Let's calm down and finish.
I said that reduction potentials both constrain and open the conditions under which life should evolve. . . .
[Swammi's emphasis]
 
isn't it true that only a god can smack neutron stars together?
I’ve been told that they’ll smack themselves together if you can get them close enough.
Anyone who thinks it's difficult to get neutron stars to collide, hasn't grasped the gravity of the situation.
 
isn't it true that only a god can smack neutron stars together?
I’ve been told that they’ll smack themselves together if you can get them close enough.
Anyone who thinks it's difficult to get neutron stars to collide, hasn't grasped the gravity of the situation.
I'm sure you know this and are just willing to accept a small inaccuracy for a pun, but other readers may not: getting two dense objects with a small cross-sectional area to smack together in the emptiness of space is surprisingly hard. 99.999999% of the time, they'll circle each other on a hyperbolic path, exchange some momentum, and continue their journeys in different directions than they started out, but with the same relative velocity, never two meet again except maybe half a revulsion around the galactic core later at the other end of the Milky Way.

Even getting them to enter an orbit around each other is hard, and requires a third object to take up the excess momentum. The sun could "catch" a brown dwarf crossing the solar system - but under must plausible scenarios, that would involve ejecting Jupiter at high velocity.

It's a bit easier to get objects to merge that are already in orbit around each other to smack, but it ain't gravity don't the job, its the breaking effect of the gaseous medium that sends them on a slow inward spiral, that over many eons can get small enough for even objects as dense as a neutron star to end up on orbits that are mathematically inside each other's surface.

None of this applies to fuzzy objects like gas clouds and galaxies. Whether neutron stars qualify as such is left as an exercise to the reader.
 
Anyone who thinks it's difficult to get neutron stars to collide, hasn't grasped the gravity of the situation.
I'm sure you know this and are just willing to accept a small inaccuracy for a pun, but other readers may not: getting two dense objects with a small cross-sectional area to smack together in the emptiness of space is surprisingly hard. 99.999999% of the time, they'll circle each other on a hyperbolic path, exchange some momentum, and continue their journeys in different directions than they started out, but with the same relative velocity, never two meet again except maybe half a revulsion around the galactic core later at the other end of the Milky Way.
A circle has no end.[/nerd*]

(* Oh who are we kidding. Nerd is forever.)
 
It's a bit easier to get objects to merge that are already in orbit around each other to smack, but it ain't gravity don't the job, its the breaking effect of the gaseous medium that sends them on a slow inward spiral, that over many eons can get small enough for even objects as dense as a neutron star to end up on orbits that are mathematically inside each other's surface.

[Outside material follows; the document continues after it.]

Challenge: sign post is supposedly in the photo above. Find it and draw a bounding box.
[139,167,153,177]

None of this applies to fuzzy objects like gas clouds and galaxies. Whether neutron stars qualify as such is left as an exercise to the reader.
Neutron stars will eventually smack due to losing energy to gravitational waves. It's a pretty slow process until the end, though. Same problem for supermassive black holes and galactic mergers--once they have ejected all the stars between them shedding the remaining energy takes a long time.